L’Etat gabonais a porté plainte pour diffamation contre le journaliste français Pierre Péan après la publication de son dernier ouvrage Nouvelles affaires africaines. Le livre relance le débat sur la corruption et le maintien du pouvoir de la famille Bongo au Gabon. Au même moment, le site Médiapart assure que 10 millions d’euros auraient été proposés à Pierre Péan pour empêcher la sortie de l’ouvrage.
« La République gabonaise ne peut accepter les propos gravement diffamatoires et totalement faux tenus par Pierre Péan dans cet ouvrage », dénonce un communiqué de l’Etat gabonais reçu, ce lundi, par l’AFP. Cette annonce intervient après la publication du livre du journaliste français Pierre Péan intitulé Nouvelles affaires africaines. L’ouvrage, sorti le 29 octobre dernier, fait polémique en raison des révélations concernant l’actuel président gabonais.
En effet, dans son ouvrage, le journaliste revient sur la fin du règne du défunt président Omar Bongo et les modalités d’accession au pouvoir de son fils Ali à sa mort en 2009. L’auteur accuse également l’actuel président gabonais d’avoir falsifié de nombreux documents, de son acte de naissance à ses diplômes.
Il écrit notamment que le baccalauréat d’Ali Bongo, obtenu en France, résulterait d’un arrangement entre Omar Bongo et le président français de l’époque, Valéry Giscard d’Estaing. Le plus frappant : contrairement à la version officielle qui le présente comme le fils naturel d’Omar Bongo, Ali serait, en fait, un enfant nigérian adopté pendant la guerre du Biafra à la fin des années 1960.
Un argument repris par l’opposition gabonaise car, selon la Constitution, il est interdit à toute personne ayant acquis la nationalité gabonaise après la naissance de se présenter à l’élection présidentielle.
« 10 millions d’euros pour faire taire Péan »
La polémique ne s’arrête pas là. Le site Médiapart se serait procuré des documents qui mettent en cause le journaliste français « au cœur d’obscures tractations » avec Ziad Takieddine, homme d’affaires franco-libanais, Fara M’Bow, intermédiaire franco-sénégalais et le porte-parole d’Ali Bongo, Alain Claude Bilie By. Le site d’informations affirme qu’en novembre 2013, une rencontre aurait eu lieu entre Pierre Péan et Alain Claude Bilie By. Après cet entretien, Takieddine et M’Bow, les deux intermédiaires, auraient proposé à l’Etat gabonais de verser « 10 150 000 euros sur un compte suisse », et d’employer « un ami » de Pierre Péan pour que le livre ne soit pas publié. Des affirmations que réfute le journaliste. Il assure que le pouvoir gabonais cherche à « le salir » pour « le punir d’avoir dénoncé le système Bongo ».
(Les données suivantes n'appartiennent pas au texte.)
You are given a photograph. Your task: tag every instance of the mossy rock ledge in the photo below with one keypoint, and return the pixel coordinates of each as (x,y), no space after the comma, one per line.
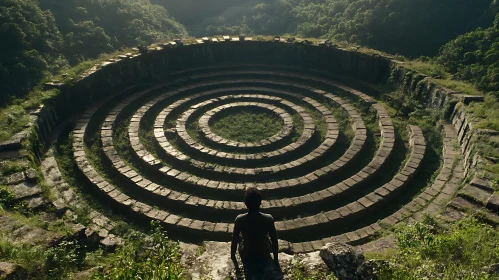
(138,131)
Une chose est sûre : Pierre Péan aurait effectivement demandé de l’aide pour un ami, ancien conseiller de sécurité à la mairie de Libreville, assure Médiapart. « Nous avons évoqué le cas d’une relation, Jean-Louis Gros, qui a été maltraité par les autorités gabonaises et que j’entretenais. J’ai demandé que justice lui soit rendue », confirme Péan.
Cette demande est formulée dans un « protocole d’accord » rédigé dans les bureaux de Me Dominique Penin, l’avocat de Ziad Takieddine et transmis à la présidence gabonaise. Celui-ci rappelle les engagements de chaque partie. Si Pierre Péan dit avoir eu connaissance de ce document, à l’inverse, les intermédiaires évoqués, Dominique Penin et Fara M’bow, assurent n’avoir « aucun souvenir » ou ne pas être « au courant ».
Absence de réaction
Si le journaliste dit avoir eu connaissance de cette « tentative d’extorsion de fonds », il n’a cependant pas réagi. Lorsqu’en décembre 2013, il est averti de la démarche par l’intermédiaire franco-sénégalais Fara M’Bow, « il ne dépose pas plainte » et « ne fait pas la moindre allusion à cet épisode dans ses contacts avec les autorités gabonaises », affirme Médiapart.
Le journaliste n’en est pas à sa première grande affaire. Par le passé, il en a déjà révélé quelques-unes dont le passé de François Mitterand durant la Seconde guerre mondiale. Ses ouvrages ont souvent été controversés, à l’instar de son livre Noires fureurs, blancs menteurs : Rwanda 1990-1994 où il contredit l’histoire officielle du génocide rwandais. Ses polémiques lui ont valu plusieurs procès.